None of those require a camera that didn't exist five years ago. They require analytics, the right alert routing, and a written response procedure. The architecture is already on most sites. The wiring isn't.

The shrink and injury math

The NRF's 2024 retail-shrink data puts US retail losses above $112 billion annually. Loss Prevention Magazine's 2024 retail tech survey reports double-digit-percent shrink reduction at chains running AI loss-prevention analytics with real-time alerts.

On the safety side, OSHA puts the average direct plus indirect cost of one workplace injury at roughly $47,000. Camera-based PPE and unsafe-behavior alerting can pay for itself on a single avoided incident, and the carrier discount compounds it: Marsh McLennan and other commercial brokers reported AI-related liability premium reductions in the 12 to 18 percent range for buyers with documented real-time loss-prevention and safety analytics.

Where the existing camera fleet matters

The single biggest accelerant for going proactive in 2026 is camera-agnostic analytics. Platforms like Dragonfruit AI and Intenseye run on whatever cameras the site already owns and add the analytics layer without a hardware refresh. For a mixed-vendor fleet, this is often the fastest path to proactive workflows.

For new installs, modern on-camera analytics from the major manufacturers cover the same ground at the edge. The decision isn't vendor lock-in. It's matching the architecture to the site, the bandwidth, and the existing infrastructure. Tec-Tel installs across the major platforms and writes the recommendation against the site, not the catalog.

Verified video alarms and police response

The after-hours layer is where proactive shows up most cleanly. A traditional motion sensor fires, the alarm company calls the keyholder, the keyholder confirms, and police get dispatched as a non-priority call (or not at all in jurisdictions with verified-response ordinances).

Verified video alarms invert the workflow. The alert fires with a live clip attached. The UL-listed central station operator (we work with stations holding UL 827 and UL 2050 listings) views the clip, distinguishes a real intrusion from a raccoon, and dispatches with the video attached. Police priority on verified video alarms is materially higher in most jurisdictions, and false-dispatch fees drop to near zero.

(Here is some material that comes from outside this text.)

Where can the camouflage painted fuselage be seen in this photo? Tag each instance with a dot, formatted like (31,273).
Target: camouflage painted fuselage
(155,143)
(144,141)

What good looks like 12 months in

A buyer that ships proactive workflows in 2026 should see concrete numbers a year out. Incident-response time under 60 seconds for camera-detected events. Shrink trend down materially against the prior 12-month baseline. PPE-compliance rate measured by camera-detected events, not self-reported audits. Insurance renewal showing the AI discount on the schedule. Those numbers are what the carrier, the auditor, and the operations team care about. The architecture is what produces them.